Ismaul
Thought Criminal #3333
I hadn't seen your previous comment.Holy shit, another retard. How convenient that you completely ignore my other comment as you are just absolutely determined to revel in your spergery. From Software released King's Field in 1994, their first ARPG with stamina-management. Following that was King's Field II, III, IV, Shadow Tower, Shadow Tower Abyss and 11 Armored Core games, all with stamina-management and each building upon the formula with each successive release. Regardless, to even pretend like there isn't a world of difference between Gothic 3's combat and ELEX's just shows how disingenuous you are. When compared side-by-side the combat in Gothic 3 versus ELEX are worlds apart. Gothic 3 is spam left-click or use magic with a stamina system that barely registers. ELEX took the Dark Souls-style stamina management that forces you to control your button mashing, the dodge rolls with i-frames, the slow methodical skill-based combat (though ELEX harbors a janky interpretation of it) and general overall combat ethos. No, the games are not exactly the same and I never insinuated they were, but the overall combat is highly derivative of Dark Souls. It is indisputable that ELEX looked specifically upon the Dark Souls series (of which Dark Souls 1+2+3, Bloodborne and Demon's Souls all released before ELEX) as a source of inspiration due to their extreme popularity not to mention the fact that there is fucking Dark Souls easter egg in ELEX as I previously shared.
I'll have to hand it to you, now that you've summarized your arguments, PB might have been inspired by Dark Souls for their combat design post-G2. I don't think the easter egg is a relevant argument, but the rest is.

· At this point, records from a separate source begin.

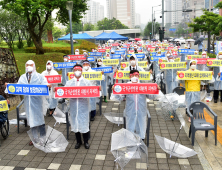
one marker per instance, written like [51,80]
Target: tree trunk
[50,37]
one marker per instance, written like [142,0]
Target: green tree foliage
[148,28]
[208,22]
[88,27]
[110,24]
[38,12]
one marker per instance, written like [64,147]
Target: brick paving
[16,154]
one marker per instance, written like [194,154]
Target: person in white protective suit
[218,82]
[92,100]
[52,100]
[34,104]
[79,109]
[136,107]
[104,81]
[65,71]
[192,87]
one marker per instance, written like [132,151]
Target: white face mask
[193,67]
[29,69]
[133,62]
[134,79]
[77,73]
[86,68]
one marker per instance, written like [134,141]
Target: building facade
[123,10]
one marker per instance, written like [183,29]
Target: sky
[144,8]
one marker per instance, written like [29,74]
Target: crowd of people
[83,110]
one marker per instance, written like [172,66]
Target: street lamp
[69,7]
[152,17]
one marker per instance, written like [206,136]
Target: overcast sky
[144,8]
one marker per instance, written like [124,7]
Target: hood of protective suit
[30,62]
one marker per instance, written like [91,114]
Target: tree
[208,22]
[88,27]
[110,24]
[148,28]
[34,10]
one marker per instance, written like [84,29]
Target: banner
[28,89]
[54,79]
[203,60]
[135,88]
[64,65]
[102,50]
[77,92]
[144,75]
[142,64]
[115,56]
[95,75]
[111,61]
[186,51]
[214,63]
[76,57]
[104,69]
[3,106]
[194,75]
[156,58]
[191,57]
[173,65]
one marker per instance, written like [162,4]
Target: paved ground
[16,154]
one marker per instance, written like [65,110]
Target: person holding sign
[34,104]
[87,68]
[52,101]
[79,109]
[192,87]
[103,82]
[136,107]
[218,82]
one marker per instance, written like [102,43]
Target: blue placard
[104,69]
[95,53]
[28,89]
[120,52]
[156,58]
[64,65]
[186,51]
[115,56]
[91,59]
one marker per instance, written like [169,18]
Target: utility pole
[208,42]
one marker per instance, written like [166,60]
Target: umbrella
[192,40]
[199,40]
[174,149]
[137,39]
[126,146]
[52,141]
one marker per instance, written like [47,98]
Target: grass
[40,60]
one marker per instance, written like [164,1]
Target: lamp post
[152,17]
[69,7]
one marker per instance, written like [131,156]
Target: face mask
[77,73]
[86,68]
[49,67]
[193,67]
[29,69]
[133,62]
[134,79]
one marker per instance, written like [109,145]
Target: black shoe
[86,145]
[78,145]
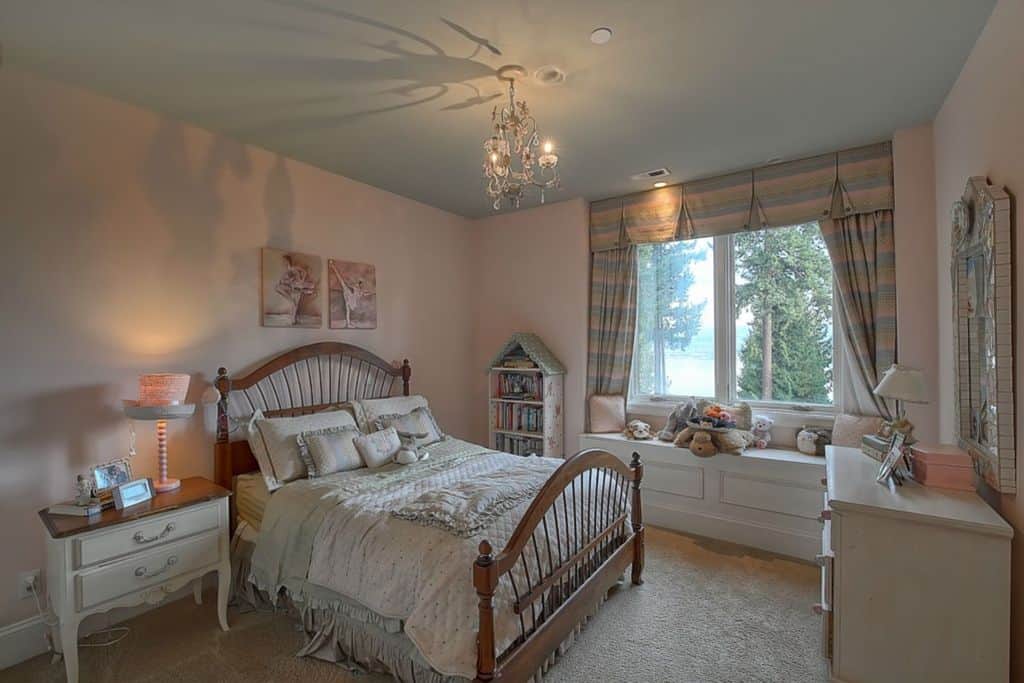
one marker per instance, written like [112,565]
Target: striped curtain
[612,322]
[863,259]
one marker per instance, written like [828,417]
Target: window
[744,316]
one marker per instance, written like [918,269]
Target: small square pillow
[419,421]
[369,410]
[378,449]
[329,451]
[273,445]
[607,414]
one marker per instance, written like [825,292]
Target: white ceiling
[397,93]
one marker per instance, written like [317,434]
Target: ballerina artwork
[351,295]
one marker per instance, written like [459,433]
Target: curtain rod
[753,169]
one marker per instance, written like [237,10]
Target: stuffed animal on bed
[410,453]
[678,419]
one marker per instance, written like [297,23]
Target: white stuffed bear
[761,428]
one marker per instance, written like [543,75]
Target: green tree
[666,317]
[784,283]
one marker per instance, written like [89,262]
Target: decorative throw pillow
[850,428]
[369,410]
[607,413]
[273,445]
[328,451]
[740,412]
[380,447]
[419,421]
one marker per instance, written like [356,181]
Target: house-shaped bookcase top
[525,399]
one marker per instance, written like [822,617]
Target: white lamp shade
[163,389]
[903,383]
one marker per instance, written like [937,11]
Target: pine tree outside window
[747,316]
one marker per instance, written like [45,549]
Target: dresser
[914,580]
[141,554]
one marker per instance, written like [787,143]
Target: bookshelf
[525,393]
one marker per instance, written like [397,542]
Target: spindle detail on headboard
[305,380]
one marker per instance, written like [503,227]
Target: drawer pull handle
[141,538]
[142,572]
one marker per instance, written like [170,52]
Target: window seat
[768,499]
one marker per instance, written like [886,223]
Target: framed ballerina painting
[351,295]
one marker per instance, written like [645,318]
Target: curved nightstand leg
[223,589]
[69,646]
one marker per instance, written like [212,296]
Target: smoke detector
[653,173]
[549,75]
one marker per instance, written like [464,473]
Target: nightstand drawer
[144,569]
[142,536]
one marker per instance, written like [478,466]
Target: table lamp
[161,397]
[904,385]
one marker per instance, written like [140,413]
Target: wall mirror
[983,332]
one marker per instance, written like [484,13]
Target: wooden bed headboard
[308,379]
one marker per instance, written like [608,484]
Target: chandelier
[511,154]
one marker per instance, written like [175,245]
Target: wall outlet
[30,578]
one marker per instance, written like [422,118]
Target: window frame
[790,413]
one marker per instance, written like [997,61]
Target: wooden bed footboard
[568,550]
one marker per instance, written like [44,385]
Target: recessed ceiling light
[600,36]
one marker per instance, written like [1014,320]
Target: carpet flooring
[709,611]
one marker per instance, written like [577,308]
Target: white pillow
[380,447]
[371,409]
[329,451]
[274,446]
[419,421]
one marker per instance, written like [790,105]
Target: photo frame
[890,464]
[109,475]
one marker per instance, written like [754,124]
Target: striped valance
[838,184]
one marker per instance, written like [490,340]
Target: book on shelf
[71,508]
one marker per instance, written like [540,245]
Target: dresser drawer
[144,569]
[144,535]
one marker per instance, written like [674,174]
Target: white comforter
[401,542]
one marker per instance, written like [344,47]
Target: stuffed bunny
[678,419]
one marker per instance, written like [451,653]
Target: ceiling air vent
[655,173]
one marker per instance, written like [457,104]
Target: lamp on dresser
[161,397]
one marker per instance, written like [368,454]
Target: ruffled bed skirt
[350,635]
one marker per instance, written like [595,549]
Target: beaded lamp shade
[161,397]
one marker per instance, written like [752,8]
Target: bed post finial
[407,373]
[637,513]
[485,582]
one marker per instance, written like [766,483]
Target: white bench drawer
[144,569]
[101,547]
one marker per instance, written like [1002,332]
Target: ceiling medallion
[511,154]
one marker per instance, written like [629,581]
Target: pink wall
[131,244]
[532,274]
[979,131]
[913,178]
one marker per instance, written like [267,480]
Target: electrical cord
[122,631]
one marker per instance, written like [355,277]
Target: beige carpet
[709,611]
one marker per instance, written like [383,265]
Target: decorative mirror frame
[983,332]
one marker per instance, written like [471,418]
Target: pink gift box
[943,466]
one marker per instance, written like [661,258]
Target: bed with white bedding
[394,567]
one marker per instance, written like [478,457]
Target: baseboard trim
[742,531]
[23,640]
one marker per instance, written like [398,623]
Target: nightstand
[120,558]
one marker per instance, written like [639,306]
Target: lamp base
[166,485]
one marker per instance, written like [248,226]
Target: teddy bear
[638,430]
[701,444]
[678,419]
[761,428]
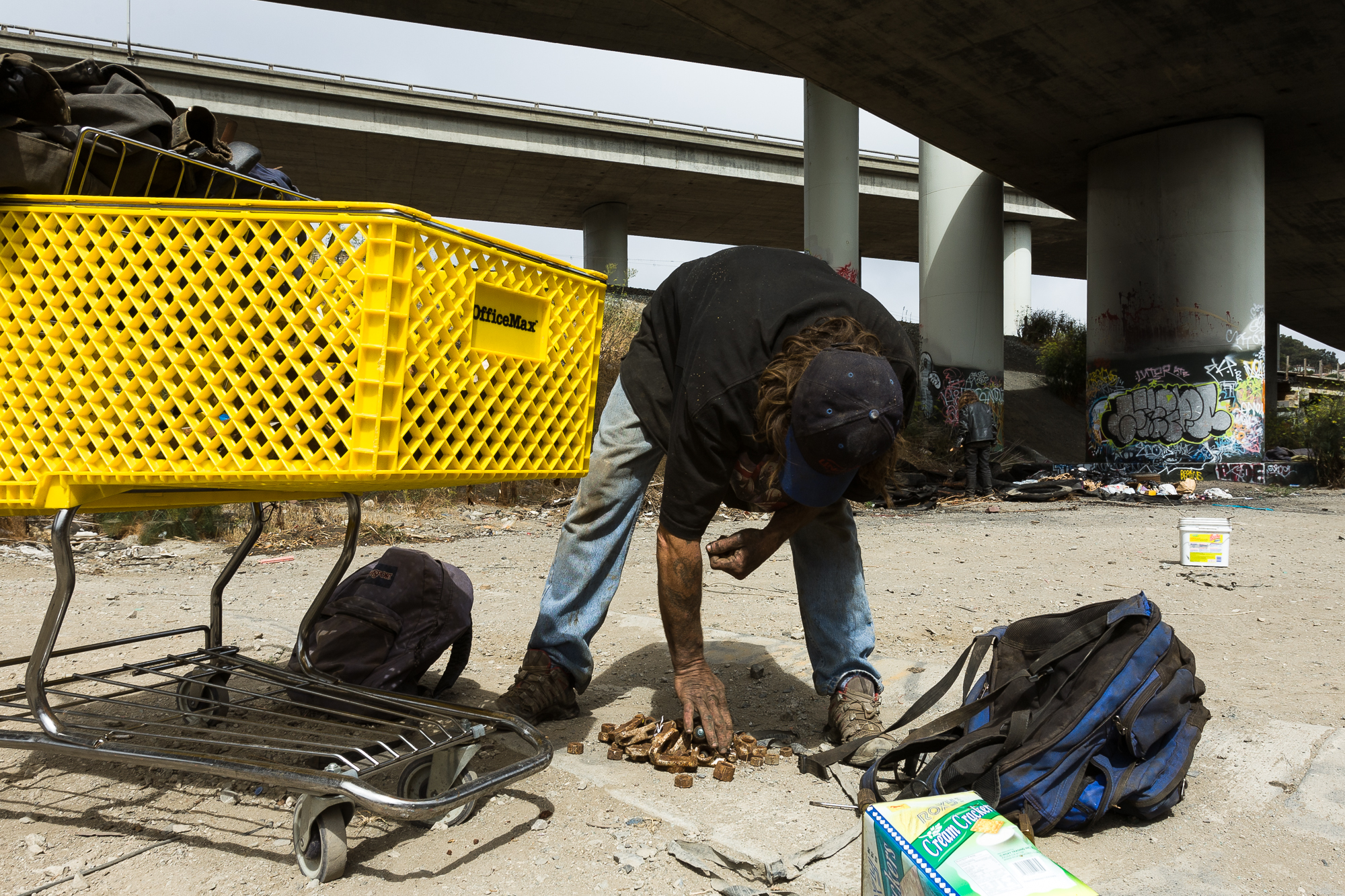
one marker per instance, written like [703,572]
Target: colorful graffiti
[1252,474]
[1167,416]
[941,388]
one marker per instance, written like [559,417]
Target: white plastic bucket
[1204,541]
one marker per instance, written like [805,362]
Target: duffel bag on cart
[388,623]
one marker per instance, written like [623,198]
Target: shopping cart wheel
[415,783]
[204,697]
[325,857]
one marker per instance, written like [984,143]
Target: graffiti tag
[1241,473]
[1167,415]
[1159,373]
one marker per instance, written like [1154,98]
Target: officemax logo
[490,315]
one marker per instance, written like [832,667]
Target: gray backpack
[388,623]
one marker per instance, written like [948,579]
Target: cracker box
[956,845]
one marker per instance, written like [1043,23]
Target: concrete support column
[832,181]
[1017,275]
[1273,362]
[962,284]
[1178,362]
[605,241]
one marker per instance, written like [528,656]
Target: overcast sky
[512,68]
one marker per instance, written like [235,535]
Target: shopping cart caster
[319,836]
[434,775]
[204,697]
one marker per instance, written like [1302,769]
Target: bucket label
[510,323]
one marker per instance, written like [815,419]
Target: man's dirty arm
[740,553]
[680,606]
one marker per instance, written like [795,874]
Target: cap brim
[806,485]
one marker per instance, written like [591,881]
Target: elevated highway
[463,155]
[1027,89]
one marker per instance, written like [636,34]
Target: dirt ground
[1264,811]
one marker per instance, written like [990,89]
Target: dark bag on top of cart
[388,623]
[1081,713]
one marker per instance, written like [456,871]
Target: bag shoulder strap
[461,653]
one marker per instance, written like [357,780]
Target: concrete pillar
[832,181]
[1017,275]
[605,241]
[1178,300]
[1273,362]
[962,284]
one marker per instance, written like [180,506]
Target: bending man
[769,382]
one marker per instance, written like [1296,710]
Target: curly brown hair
[775,389]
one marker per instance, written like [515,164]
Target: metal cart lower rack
[219,712]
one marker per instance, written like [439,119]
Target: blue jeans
[598,532]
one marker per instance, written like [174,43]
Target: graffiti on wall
[942,388]
[1165,415]
[1249,474]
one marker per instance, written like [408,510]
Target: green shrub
[1040,325]
[1065,360]
[180,522]
[1323,430]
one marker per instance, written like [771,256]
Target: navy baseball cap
[847,412]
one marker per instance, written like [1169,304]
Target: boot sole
[551,713]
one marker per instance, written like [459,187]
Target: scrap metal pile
[665,744]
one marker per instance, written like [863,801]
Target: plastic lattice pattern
[177,353]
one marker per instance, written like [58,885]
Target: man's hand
[740,553]
[701,693]
[680,606]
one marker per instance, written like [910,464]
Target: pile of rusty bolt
[665,744]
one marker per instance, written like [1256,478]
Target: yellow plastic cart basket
[169,353]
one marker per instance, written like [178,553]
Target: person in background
[977,434]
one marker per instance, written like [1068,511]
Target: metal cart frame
[170,712]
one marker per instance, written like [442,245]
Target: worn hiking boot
[853,715]
[541,692]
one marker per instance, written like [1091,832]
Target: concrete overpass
[1027,89]
[462,155]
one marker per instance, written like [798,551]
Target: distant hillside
[1292,349]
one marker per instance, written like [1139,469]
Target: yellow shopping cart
[185,352]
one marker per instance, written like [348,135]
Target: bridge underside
[457,158]
[1027,89]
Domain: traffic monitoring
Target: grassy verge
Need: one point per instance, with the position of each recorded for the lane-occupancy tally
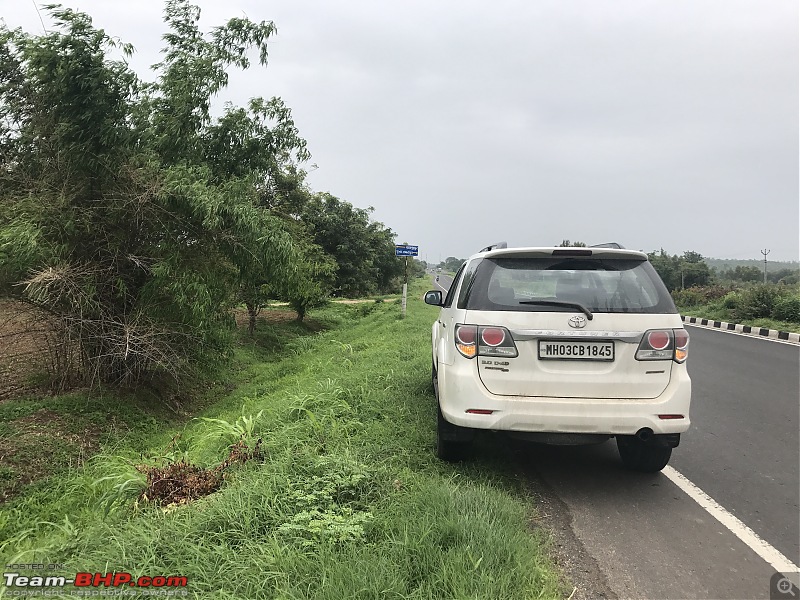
(716, 312)
(347, 501)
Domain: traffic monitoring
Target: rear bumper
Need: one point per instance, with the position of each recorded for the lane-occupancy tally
(460, 390)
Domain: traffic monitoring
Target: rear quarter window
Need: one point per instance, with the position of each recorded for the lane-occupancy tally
(600, 285)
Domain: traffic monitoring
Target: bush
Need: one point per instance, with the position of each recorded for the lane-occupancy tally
(687, 297)
(757, 302)
(731, 300)
(787, 309)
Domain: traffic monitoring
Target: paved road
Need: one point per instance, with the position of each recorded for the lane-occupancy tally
(640, 536)
(648, 537)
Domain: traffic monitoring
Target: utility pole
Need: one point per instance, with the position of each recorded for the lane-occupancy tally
(765, 252)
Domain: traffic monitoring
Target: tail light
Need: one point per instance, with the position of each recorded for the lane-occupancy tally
(664, 344)
(474, 340)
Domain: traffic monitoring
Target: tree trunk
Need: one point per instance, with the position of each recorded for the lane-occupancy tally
(252, 313)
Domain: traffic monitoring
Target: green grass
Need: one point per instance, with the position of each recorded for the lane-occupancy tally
(349, 501)
(714, 311)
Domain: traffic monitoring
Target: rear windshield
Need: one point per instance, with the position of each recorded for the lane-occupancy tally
(599, 285)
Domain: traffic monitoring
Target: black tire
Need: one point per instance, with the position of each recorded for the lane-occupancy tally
(640, 456)
(448, 449)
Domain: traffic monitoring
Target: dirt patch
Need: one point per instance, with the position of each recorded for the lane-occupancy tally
(584, 574)
(24, 353)
(181, 482)
(38, 445)
(270, 316)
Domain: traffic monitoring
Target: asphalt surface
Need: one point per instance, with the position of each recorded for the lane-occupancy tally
(630, 535)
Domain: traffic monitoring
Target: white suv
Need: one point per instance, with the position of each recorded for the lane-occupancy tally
(561, 345)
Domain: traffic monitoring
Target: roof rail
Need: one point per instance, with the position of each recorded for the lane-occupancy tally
(609, 245)
(496, 246)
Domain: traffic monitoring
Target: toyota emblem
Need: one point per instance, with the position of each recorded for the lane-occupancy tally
(577, 322)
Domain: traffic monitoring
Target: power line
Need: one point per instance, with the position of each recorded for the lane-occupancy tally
(765, 252)
(40, 15)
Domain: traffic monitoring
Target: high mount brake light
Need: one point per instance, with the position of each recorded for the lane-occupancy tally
(664, 344)
(474, 340)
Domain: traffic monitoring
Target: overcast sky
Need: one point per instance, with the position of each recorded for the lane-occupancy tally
(669, 123)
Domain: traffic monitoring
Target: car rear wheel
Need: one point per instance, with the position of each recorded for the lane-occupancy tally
(642, 456)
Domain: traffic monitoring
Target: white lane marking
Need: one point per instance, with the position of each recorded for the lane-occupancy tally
(754, 336)
(764, 549)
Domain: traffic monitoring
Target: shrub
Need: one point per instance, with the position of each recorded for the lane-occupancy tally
(757, 302)
(687, 297)
(731, 300)
(787, 309)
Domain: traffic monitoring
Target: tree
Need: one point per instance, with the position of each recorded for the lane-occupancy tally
(362, 249)
(681, 271)
(121, 213)
(451, 263)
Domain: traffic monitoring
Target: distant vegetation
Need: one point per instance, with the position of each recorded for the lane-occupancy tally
(728, 290)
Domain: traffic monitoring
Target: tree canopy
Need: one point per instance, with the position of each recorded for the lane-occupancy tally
(137, 218)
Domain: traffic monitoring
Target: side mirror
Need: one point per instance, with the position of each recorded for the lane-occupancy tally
(434, 298)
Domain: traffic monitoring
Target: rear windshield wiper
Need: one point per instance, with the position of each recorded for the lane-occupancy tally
(580, 307)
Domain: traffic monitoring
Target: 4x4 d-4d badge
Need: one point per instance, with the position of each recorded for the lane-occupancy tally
(577, 322)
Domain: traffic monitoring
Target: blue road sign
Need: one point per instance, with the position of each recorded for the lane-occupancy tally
(406, 250)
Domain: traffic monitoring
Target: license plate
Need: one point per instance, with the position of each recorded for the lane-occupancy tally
(569, 350)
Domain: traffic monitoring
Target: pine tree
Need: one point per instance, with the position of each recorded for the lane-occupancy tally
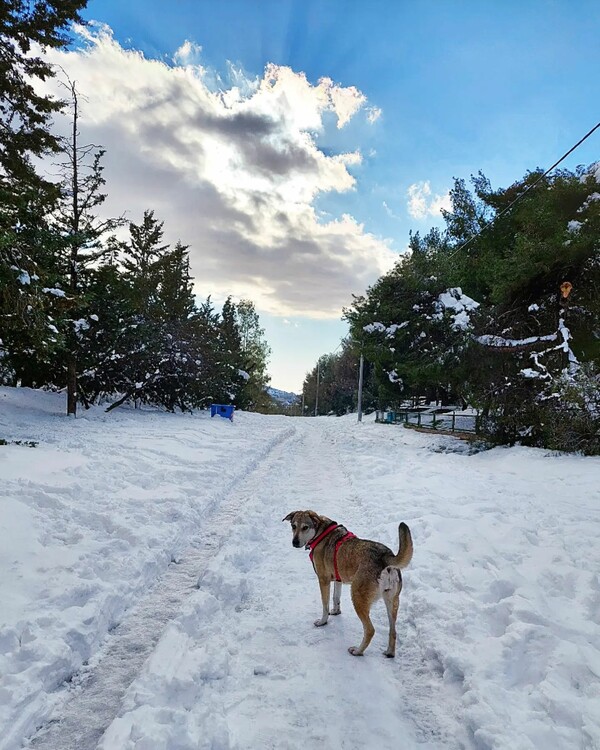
(82, 232)
(27, 242)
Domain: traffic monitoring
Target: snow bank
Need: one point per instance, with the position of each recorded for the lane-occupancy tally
(89, 519)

I have to say, though, that it is sad they didn't maintain their combat design direction from Gothic 1-2, and chose instead to be derivative if your claim is right. They had something much more interesting there than stamina-based gameplay, with choosing your swings' direction, animations improving with training, etc. I think they couldn't manage making an intuitive control scheme for it (though I'm one of the rare exception that really likes G1's controls), so they moved on from it.